Rachel Shabi was born in Israel to Jewish Iraqi parents. When she was a child her family emigrated to the United Kingdom in 1974. Their leaving reversed the spiritual trek of the Jewish Diaspora, around the world whose members wistfully repeat at the Passover tables, "Next year in Jerusalem." Years later, in fact, Shabi went back to visit and to live for an extended period, but her attitude toward her former homeland is conflicted by the longstanding discrimination suffered by Arab Jews in Israel.
Shortly after its creation, Israel accepted close to one million Jews from Arab lands-from Yemen, Egypt, Morocco, Syria, Tunisia, Algeria, Iraq, Iran, and Turkey. Mizrahi (Middle Eastern) Jews now make up around 50% of Israel's population.

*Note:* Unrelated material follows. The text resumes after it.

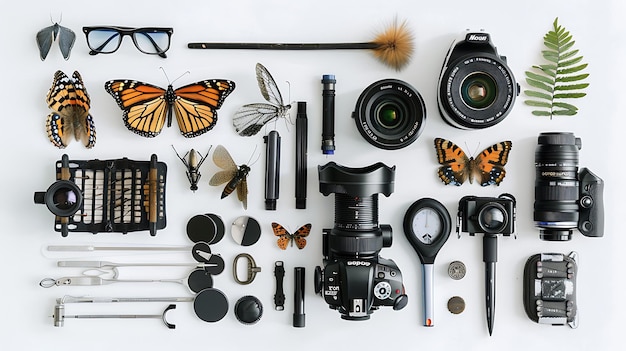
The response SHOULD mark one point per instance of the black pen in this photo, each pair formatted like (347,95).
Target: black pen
(490,257)
(301,155)
(272,169)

Yet Ashkenazi Jews have traditionally disparaged the Mizrahi as "backward" and have systematically limited their opportunities in the classroom and the workplace.
"There is a class split," writes Shabi, "that runs on ethnic lines."
She traces the history of how the Jewish Disapora lived alongside Muslims and Christians for centuries, and how the dream of Jewish solidarity within Israel in the mid-20th century was fractured by ethnic discrimination as pernicious as racism in the United States, Great Britain, and other parts of the world. Shabi combines scholarly research with intimate oral history to shed light on ethnic injustice, and her personal story and passion make We Look Like the Enemy a stunning, unforgettable book.